Je pourrai pousser une gueulante sur
les 47 000 morts pakistanaises
qui, décidément, valent moins de minutes
de JT que les bien moins nombreuses victimes de Louisianne. Il faut
bien dire que ça choque davantage de considérer (enfin !) les USA comme
un pays du tiers monde que d'assister, une fois encore, aux morts
massives de pauvres gens. Comme si les tremblements de terre étaient
plus normaux dans les pays pauvres, comme les autres catastrophes
naturelles. La pauvreté doit attirer les fléaux naturels, non? Ah, ces
pauvres gens... C'est bien dommage, c'est sûr, ma brave dame, mais
bon...
Les pauvres, ça meurt souvent, vous avez remarqué? Et puis il en reste
quand même pas mal, faut pas exagérer.
Je pourrais
aussi essayer de penser quelque chose du reportage que j'ai vu ce soir
sur les cas de ventes d'enfants
par de pauvres mères roumaines ou
bulgares, je ne sais plus. Le journaliste interroge l'une de celles qui
se sont faites prendre la main dans le sac, alors qu'elles allaient
échanger leur bébé contre une liasse de billets dont elle avait bien
besoin. Plus, en tout cas, que d'une bouche à nourrir pas forcément
désirée. Question sybilline, donc, de la journaliste : "Et vous pensez que vendre un enfant peut aider la
famille à mieux vivre?" Et l'autre, de répondre, intelligemment : "je
ne sais pas, je ne sais plus" (ben oui, forcément, elle n'allait pas
répondre oui, la seule réponse évidente qu'elle préssentait sans doute
pas politiquement correcte pour les caméras occidentales).

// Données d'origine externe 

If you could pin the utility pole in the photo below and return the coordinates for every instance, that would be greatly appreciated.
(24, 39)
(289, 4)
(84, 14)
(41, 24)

Je pourrais parler mais je suis mal placé pour ça. Les manifs de
Genève, j'avais envie de me mobiliser et puis non. Le Pakistan je suis
dégouté, navré, démoli pour ces gens, révolté pour le traitement qu'on
en fait, lapidaire et complaisant, mais je n'ai rien d'intelligent à en
dire. Je n'arrive pas, en ce moment, à voir clair, à me dire que la
fatalité n'est pas de ce monde, et qu'il faut se bouger le cul, à
l'échelle qu'on peut. Juste démobilisé, anesthésié, incapable. Espérons
que ça va passer.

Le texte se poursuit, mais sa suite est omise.